My neighborhood in Portland is currently home to a large redevelopment site which will eventually be transformed into a dense, walkable area with a public square and park. Part of the incentive for the site’s owners, Con-way, is to create an area where their employees would also like to live and work – in a downtown area rather than a suburban office park. This in and of itself is also a trend based on the culture of those they would like to attract. And more importantly – this is not just a class of creative people anymore – this is, I believe, quickly becoming the dominant ideology of current and incoming generations. I can speak for myself and say that I would be eager to move to a neighborhood which hosted a public square with outdoor cafes and plenty of social engagement. I want buildings short enough that they provide residents the opportunity to recognize people passing by on the sidewalk below. And I would also want to work for a company that was close to my home, one which allows and even encourages spending time in these livable spaces and commuting in a non-traditional way. I would base my location decisions upon these extremely important quality of life components.
And I think this is what people are coming to expect now. We don’t want to be in a windowless office with a forty-five minute lunch, nine to five, Monday through Friday.

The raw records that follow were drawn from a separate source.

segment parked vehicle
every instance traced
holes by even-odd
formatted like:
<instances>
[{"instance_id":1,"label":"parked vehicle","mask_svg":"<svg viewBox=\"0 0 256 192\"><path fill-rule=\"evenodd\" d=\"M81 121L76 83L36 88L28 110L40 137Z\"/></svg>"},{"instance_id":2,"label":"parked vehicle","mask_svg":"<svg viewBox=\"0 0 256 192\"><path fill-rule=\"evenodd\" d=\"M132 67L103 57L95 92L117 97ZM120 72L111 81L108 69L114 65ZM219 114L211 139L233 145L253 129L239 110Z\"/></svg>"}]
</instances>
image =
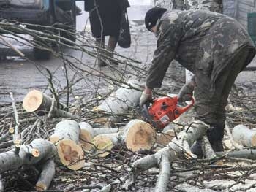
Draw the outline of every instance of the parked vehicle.
<instances>
[{"instance_id":1,"label":"parked vehicle","mask_svg":"<svg viewBox=\"0 0 256 192\"><path fill-rule=\"evenodd\" d=\"M52 26L75 31L76 16L81 10L75 6L75 0L0 0L0 20L12 20L23 23ZM29 29L43 30L42 27L26 25ZM45 32L45 31L44 31ZM51 32L59 33L53 31ZM60 36L75 41L75 33L59 31ZM40 38L34 38L39 42ZM64 43L70 42L62 41ZM34 47L36 59L50 58L49 50Z\"/></svg>"}]
</instances>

We want the ability to take a break, play some ping-pong, have a meeting on the park outside or at a cafe. Arrive by bike? No problem. My office would have showers and a culture where coming in to work with panniers and a helmet isn’t taboo (or close enough that I wouldn’t even need to shower). And on Friday, I think I’ll work from home – or maybe my home is my office, for that matter. Portland already has this kind of stereotypical “alternative” culture, and in some ways this was encouraged by a top-down approach (the Urban Growth Boundary, for instance) but also this incredibly strong bottom-up, neighborhood and community focused population of “weird” people. I’m happy that Portland has this kind of reputation and livability, but I’m even happier to see it becoming less weird. Wherever you are, I think it is clear that more and more people are going to live in cities like Portland and they are going to want and deserve, these kinds of walkable, livable city centers. And while I can’t say for sure that this is a paradigm shift in its true form, I think we can all say that the trends are clear. Walkable cities are the future. Alternative transportation is the future. We are the future, and the future is livable.